Когда меня спрашивают, почему ты себя не доказываешь, не снимаешь какие-то телевизионные программы, демонстрируясь во всей красе, не пытаешься себя где-то нагнетать, каких-то нанимать агентов, продюсеров, тыкать Паваротти в лицо свои до-диезы… Для чего? Чтобы Паваротти отмахнулся и сказал: „Достал ты, Саня, всех своими до-диезами“. А вот когда сидишь на кухне под абажуром и знаешь, что у тебя есть до-диез, а у него нету… Ну нету, нету… И, вероятно, уже никогда не будет… Само сознание, что это так, дает очень много. Мальчишке очень трудно самому себе доказать, что ты что-то умеешь. Человеку взрослому, уже прошедшему многое, многое, многое, очень просто.
– А как вам нравится наимоднейший мюзикл „Метро“? Мне, как человеку из этого самого метро, он недоступен. В силу известных цен… на „Метро“.

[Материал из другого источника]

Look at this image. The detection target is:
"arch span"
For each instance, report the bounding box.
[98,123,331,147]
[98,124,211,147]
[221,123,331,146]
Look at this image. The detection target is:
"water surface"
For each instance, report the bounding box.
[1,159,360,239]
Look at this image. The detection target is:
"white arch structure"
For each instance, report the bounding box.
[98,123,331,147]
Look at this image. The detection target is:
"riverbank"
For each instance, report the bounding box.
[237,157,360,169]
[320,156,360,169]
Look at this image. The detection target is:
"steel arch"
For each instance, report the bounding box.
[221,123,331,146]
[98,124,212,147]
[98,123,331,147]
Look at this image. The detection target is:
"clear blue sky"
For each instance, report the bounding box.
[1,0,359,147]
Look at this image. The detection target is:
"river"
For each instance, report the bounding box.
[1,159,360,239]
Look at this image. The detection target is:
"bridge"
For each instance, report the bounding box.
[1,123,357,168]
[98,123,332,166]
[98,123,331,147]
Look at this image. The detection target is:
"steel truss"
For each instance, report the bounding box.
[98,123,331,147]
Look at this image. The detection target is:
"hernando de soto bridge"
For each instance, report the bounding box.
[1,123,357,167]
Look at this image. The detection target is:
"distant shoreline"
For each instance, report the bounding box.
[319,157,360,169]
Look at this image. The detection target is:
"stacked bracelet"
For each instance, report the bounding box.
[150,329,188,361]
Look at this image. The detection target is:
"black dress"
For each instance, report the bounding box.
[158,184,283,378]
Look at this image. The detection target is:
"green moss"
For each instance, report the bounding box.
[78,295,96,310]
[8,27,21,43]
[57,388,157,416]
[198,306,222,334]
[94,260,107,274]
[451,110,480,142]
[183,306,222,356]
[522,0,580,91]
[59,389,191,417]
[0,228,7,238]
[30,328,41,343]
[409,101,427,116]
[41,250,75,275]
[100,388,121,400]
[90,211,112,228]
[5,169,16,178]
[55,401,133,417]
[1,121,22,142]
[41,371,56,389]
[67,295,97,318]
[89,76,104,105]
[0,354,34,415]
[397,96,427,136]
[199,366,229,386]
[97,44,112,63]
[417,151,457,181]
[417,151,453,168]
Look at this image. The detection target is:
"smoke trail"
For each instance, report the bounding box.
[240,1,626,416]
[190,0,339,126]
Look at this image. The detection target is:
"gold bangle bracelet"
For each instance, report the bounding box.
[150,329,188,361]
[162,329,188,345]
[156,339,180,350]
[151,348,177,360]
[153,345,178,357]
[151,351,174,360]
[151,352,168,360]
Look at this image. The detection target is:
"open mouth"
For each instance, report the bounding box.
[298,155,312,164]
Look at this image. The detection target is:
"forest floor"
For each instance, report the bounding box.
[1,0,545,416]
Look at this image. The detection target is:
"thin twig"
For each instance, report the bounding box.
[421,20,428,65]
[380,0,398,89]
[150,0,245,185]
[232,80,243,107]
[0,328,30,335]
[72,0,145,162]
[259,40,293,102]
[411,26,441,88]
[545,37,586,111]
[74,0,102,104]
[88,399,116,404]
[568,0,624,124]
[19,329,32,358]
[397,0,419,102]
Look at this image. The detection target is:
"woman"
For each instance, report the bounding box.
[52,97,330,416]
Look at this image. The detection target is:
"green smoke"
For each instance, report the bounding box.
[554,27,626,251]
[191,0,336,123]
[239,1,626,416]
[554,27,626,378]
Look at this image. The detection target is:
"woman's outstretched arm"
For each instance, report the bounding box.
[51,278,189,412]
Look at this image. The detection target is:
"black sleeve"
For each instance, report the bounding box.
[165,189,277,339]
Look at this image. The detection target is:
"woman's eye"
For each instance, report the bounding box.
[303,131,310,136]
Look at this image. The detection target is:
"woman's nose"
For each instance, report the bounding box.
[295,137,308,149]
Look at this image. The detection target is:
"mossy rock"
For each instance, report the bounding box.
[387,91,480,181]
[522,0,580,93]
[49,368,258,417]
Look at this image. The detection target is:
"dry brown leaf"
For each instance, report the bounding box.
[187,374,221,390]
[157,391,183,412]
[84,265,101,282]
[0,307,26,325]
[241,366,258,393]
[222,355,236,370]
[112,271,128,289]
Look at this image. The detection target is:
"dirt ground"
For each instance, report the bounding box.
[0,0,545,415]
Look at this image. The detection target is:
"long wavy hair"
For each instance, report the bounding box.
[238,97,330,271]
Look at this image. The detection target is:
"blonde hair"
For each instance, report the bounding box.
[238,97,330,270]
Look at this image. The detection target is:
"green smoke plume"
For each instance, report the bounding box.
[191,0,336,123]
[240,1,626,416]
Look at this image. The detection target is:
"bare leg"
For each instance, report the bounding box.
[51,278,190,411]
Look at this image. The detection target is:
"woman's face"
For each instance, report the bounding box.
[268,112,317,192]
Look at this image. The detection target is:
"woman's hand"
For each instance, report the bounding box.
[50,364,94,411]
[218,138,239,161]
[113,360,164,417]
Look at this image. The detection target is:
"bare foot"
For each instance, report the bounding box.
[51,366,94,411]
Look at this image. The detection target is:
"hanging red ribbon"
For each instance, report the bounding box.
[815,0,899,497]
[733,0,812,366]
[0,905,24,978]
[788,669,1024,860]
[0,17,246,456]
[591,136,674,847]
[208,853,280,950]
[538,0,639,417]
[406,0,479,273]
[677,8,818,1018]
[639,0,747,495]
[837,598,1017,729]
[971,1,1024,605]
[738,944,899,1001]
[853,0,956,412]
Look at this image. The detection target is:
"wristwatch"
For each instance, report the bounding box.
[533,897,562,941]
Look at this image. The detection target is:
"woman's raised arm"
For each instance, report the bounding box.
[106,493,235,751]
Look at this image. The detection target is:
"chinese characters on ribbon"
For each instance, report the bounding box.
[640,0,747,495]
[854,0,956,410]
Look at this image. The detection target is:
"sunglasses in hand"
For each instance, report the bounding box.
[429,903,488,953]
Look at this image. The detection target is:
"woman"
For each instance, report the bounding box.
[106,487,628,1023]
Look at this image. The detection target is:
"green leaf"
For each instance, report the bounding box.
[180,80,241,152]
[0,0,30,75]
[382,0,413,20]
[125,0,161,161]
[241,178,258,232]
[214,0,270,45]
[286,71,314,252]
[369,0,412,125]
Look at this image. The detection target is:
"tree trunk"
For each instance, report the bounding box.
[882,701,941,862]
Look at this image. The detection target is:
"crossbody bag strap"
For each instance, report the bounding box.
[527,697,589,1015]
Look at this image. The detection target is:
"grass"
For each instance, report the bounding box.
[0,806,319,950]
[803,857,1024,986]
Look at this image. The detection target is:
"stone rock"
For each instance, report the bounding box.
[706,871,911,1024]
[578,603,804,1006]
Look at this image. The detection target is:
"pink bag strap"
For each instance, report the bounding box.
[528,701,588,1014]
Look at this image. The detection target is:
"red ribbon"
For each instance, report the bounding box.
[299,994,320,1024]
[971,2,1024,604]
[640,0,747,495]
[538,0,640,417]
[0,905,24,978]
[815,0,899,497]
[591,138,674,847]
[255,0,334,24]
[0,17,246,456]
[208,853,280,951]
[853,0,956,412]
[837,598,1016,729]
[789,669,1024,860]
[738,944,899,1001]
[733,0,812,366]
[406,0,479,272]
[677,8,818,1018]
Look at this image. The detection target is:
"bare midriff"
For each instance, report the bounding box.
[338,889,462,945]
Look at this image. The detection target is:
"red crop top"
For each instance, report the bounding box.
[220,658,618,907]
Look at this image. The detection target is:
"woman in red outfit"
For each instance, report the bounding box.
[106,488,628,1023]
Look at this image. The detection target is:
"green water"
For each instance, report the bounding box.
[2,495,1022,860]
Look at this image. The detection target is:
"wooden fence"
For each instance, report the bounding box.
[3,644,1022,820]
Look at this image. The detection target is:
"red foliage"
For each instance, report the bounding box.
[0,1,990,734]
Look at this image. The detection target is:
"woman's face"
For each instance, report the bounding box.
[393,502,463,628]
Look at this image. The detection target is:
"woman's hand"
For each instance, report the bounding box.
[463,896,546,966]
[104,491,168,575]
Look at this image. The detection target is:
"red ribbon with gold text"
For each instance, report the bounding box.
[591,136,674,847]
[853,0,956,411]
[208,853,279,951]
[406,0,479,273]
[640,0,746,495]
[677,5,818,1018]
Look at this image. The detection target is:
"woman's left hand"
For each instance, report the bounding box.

– Мне не нравится эта постановка, и вот почему. Они опять не умеют ни петь, ни играть. Но все мне говорят: „Но у нас-то вообще не умеют петь и играть! А поскольку эти хоть чуть-чуть умеют петь и играть, это уже хорошо“. Не хорошо. Плохо. Не можешь петь – не пой. Не можешь не петь – учись. Была в семидесятые выпущена книжка о рок-н-ролле, по-моему, журналиста Феофанова: „Тигр в гитаре“. Состоялось обсуждение в журнале „Юность“ этой книжки. Сидели, как сейчас помню, Аксенов Вася… много продвинутых людей – писателей, музыкантов… Рок-н-ролл, как таковой, в то время был нежелателен. И вдруг вышла книжка, где более-менее доступно говорилось о рок-н-ролле, но с огромным количеством ошибок и с каким-то душком: вот, мол, как они там живут. Все исходили слюной по поводу этой книжки: и Аксенов, и все эти молодые-продвинутые… Единственным человеком, который разнес эту книгу полностью, был я. Потому что я сказал: „Лучше не писать о рок-н-ролле совсем, чем писать вот так, с ошибками и пренебрежением“. Лучше не участвовать, чем делать нехорошо. Это принцип, касающийся всего того, что я в жизни делаю. Написал ли я песню или музыку к кино. С ужасом соглашаюсь на написание музыки к кино. Потому что я знаю, что режиссеры наши бездарны, а звукорежиссеры – почти все уроды, которые вообще не понимают, что творится в современном мире и КАК должно звучать кино. Если бы не было конкретных примеров, какой должна быть музыка в кино, я бы еще мог сказать о себе, что я какой-то претенциозный дурачок. Но когда на тех же колонках, в том же зале некий американский фильм звучит ТАК, и я знаю, как сделать, чтобы наш фильм звучал ТАК ЖЕ, а мне говорят, что это совершенно невозможно… Ну совершенно это невозможно, Александр Борисович! Тогда мне становится не по себе. Вот я пытаюсь в своей последней картине, „В августе 44-го…“, сделать так, КАК НАДО, а мне продюсер, режиссер, звукорежиссер рассказывают, что это нельзя… А я им говорю: „Да дайте, я сделаю, уйдите отсюда, выйдите из зала! Дайте мне сделать! Я же бесплатно! Я же не прошу у вас еще денег!!! Уйдите отсюда на хрен!!!“ Нет, они, бл…, делают по-своему. Потом, после премьеры, продюсер мне встречается, говорит: „Да, что-то вот там музыка как-то не так…“ Я говорю: „Я даже знаю, кто это сделал!“ Он говорит: „Кто?“ Я говорю: „Это ты сделал! Ты помнишь, я встал и вышел? Вот я встал и вышел! А ты – остался!“».